Direct food production

Best known SCP is Quorn, made from the fungus Fusarium ventetatum, a single celled fungus that is grown in large fermenters using glucose syrup as a food source.

The microorganisms are combined with albumen (egg white) and then compressed and formed into meat substitutes. Quorn is also a healthy choice as it is high in protein and low in fat.

People are very conservative in their food choices and when the new food was launched, no mention was made of the fungi used to produce it, mycoprotein meant that most people didn’t recognise what is was made of.

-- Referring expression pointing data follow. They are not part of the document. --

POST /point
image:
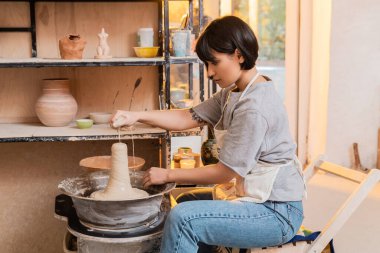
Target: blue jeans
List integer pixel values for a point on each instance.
(230, 223)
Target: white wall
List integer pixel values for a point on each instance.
(354, 91)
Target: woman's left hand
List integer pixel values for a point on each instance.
(155, 176)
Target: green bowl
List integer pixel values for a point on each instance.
(84, 123)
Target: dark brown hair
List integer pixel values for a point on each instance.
(225, 35)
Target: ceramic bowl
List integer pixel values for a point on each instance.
(101, 117)
(146, 52)
(184, 103)
(84, 123)
(104, 162)
(177, 94)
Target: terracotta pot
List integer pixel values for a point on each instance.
(209, 152)
(71, 47)
(56, 106)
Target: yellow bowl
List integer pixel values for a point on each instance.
(146, 52)
(84, 123)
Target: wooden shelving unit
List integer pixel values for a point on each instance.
(11, 131)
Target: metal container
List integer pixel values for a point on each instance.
(113, 215)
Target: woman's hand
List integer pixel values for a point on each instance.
(155, 176)
(123, 118)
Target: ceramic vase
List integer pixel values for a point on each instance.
(71, 47)
(209, 152)
(56, 106)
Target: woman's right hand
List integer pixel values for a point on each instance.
(123, 118)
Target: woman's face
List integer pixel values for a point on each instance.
(226, 69)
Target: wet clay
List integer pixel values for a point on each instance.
(119, 184)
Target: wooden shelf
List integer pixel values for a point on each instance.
(183, 60)
(32, 132)
(129, 61)
(42, 62)
(35, 132)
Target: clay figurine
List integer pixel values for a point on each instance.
(103, 50)
(71, 47)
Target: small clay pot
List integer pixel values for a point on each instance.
(209, 152)
(71, 47)
(56, 106)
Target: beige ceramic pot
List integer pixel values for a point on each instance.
(56, 106)
(71, 47)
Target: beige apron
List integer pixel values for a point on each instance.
(258, 184)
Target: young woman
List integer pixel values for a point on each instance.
(256, 149)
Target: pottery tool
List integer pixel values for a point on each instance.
(137, 84)
(357, 163)
(378, 148)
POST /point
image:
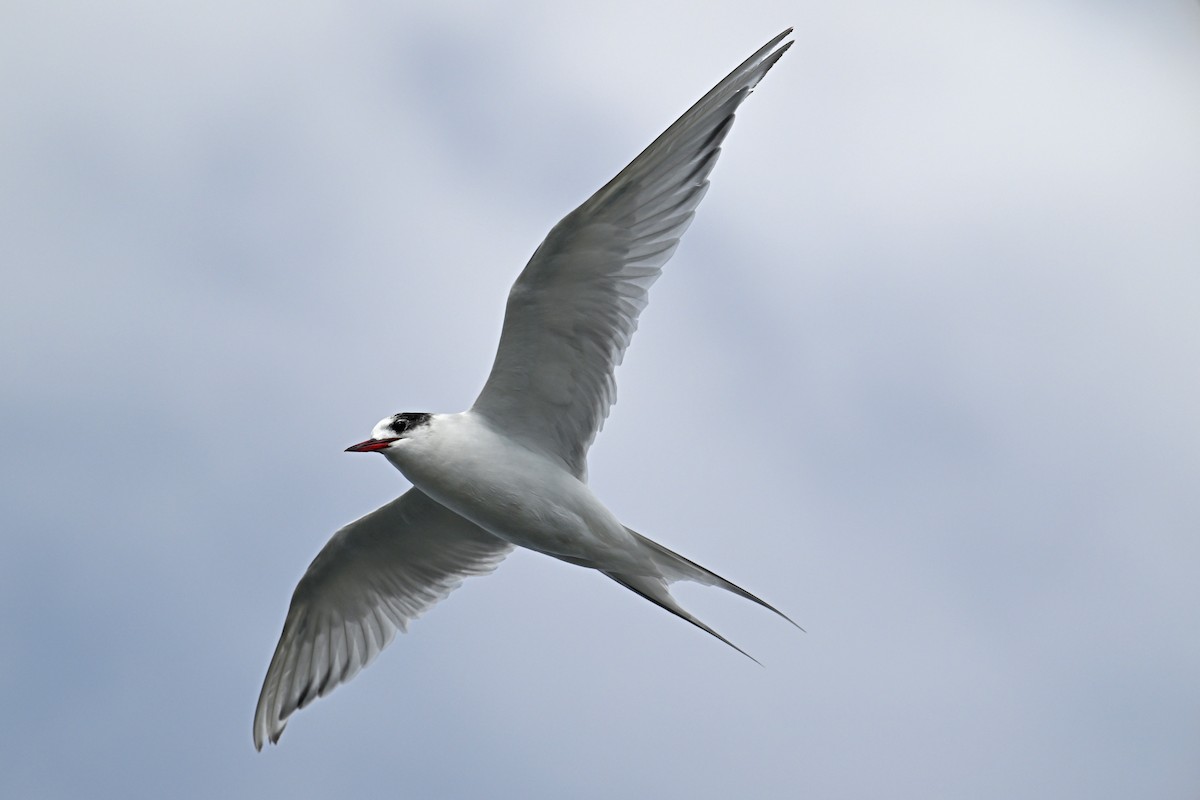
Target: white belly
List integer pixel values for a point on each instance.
(514, 493)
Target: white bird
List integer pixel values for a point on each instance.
(511, 470)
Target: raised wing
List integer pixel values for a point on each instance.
(574, 308)
(372, 577)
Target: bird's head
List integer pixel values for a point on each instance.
(390, 431)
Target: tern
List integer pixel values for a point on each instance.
(511, 470)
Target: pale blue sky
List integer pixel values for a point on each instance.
(923, 373)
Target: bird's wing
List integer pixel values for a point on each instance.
(574, 308)
(372, 577)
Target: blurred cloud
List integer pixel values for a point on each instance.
(922, 374)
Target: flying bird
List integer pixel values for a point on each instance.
(511, 470)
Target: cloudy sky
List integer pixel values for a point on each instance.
(923, 374)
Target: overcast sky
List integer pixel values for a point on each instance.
(924, 373)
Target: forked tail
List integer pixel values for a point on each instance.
(673, 567)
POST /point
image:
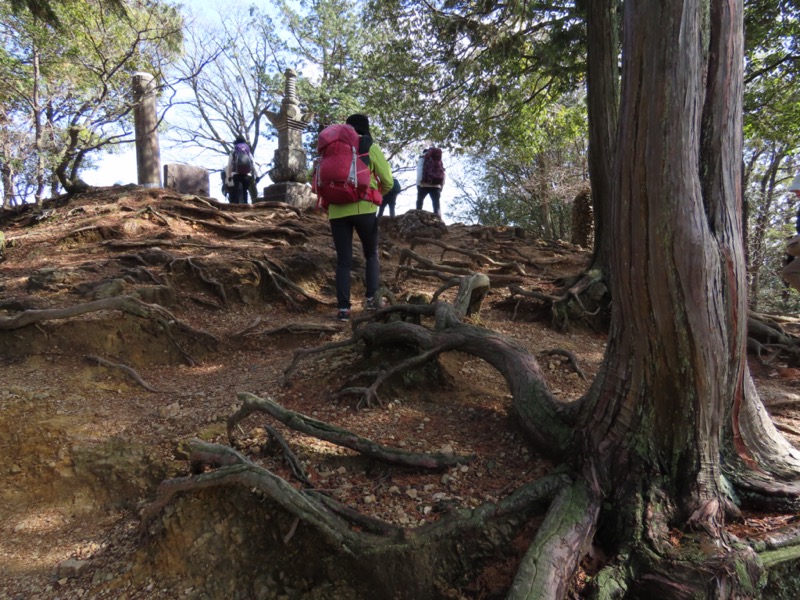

Other attempts to make proteins have not yet been as successful. Yeasts, algae, bacteria can be used to grow proteins that match animal proteins found in meat as well as plant proteins. They can be grown on almost everything and are relatively cheap and low in fat however none have been proven so successful but people have many reservations about eating food grown on waste. Increasingly single celled proteins are being used to feed animals that we prefer to eat like fish and cattle. → many people may turn to eating food made directly from microorganisms.

Advantages of using microorganisms to produce human food.

  • they reproduce fast and produce protein faster than animals and plants

  • they have a high protein content with little fat

  • can use a wide variety of waste materials including human and animal waste, reducing costs.

  • can be GM to produce the protein required.

  • production of microorganisms is not dependant on weather, breeding cycles - it takes place constantly and can be increased or decreased to match demands.

  • no welfare issues when growing them

  • can be made to taste like anything.

Disadvantages of using microorganisms to produce human food

  • some microorganisms can also produce toxins if the conditions are not maintained at the optimum

  • the microorganisms have to be separated from the nutrient broth and processed to make the food.

  • need sterile conditions that are carefully controlled -adding to costs.

  • often involve GM organisms and many people have concerns about eating GM food.

  • the protein has to be purified to ensure it contains no toxin or contaminants.

  • has little natural flavour, needs additives.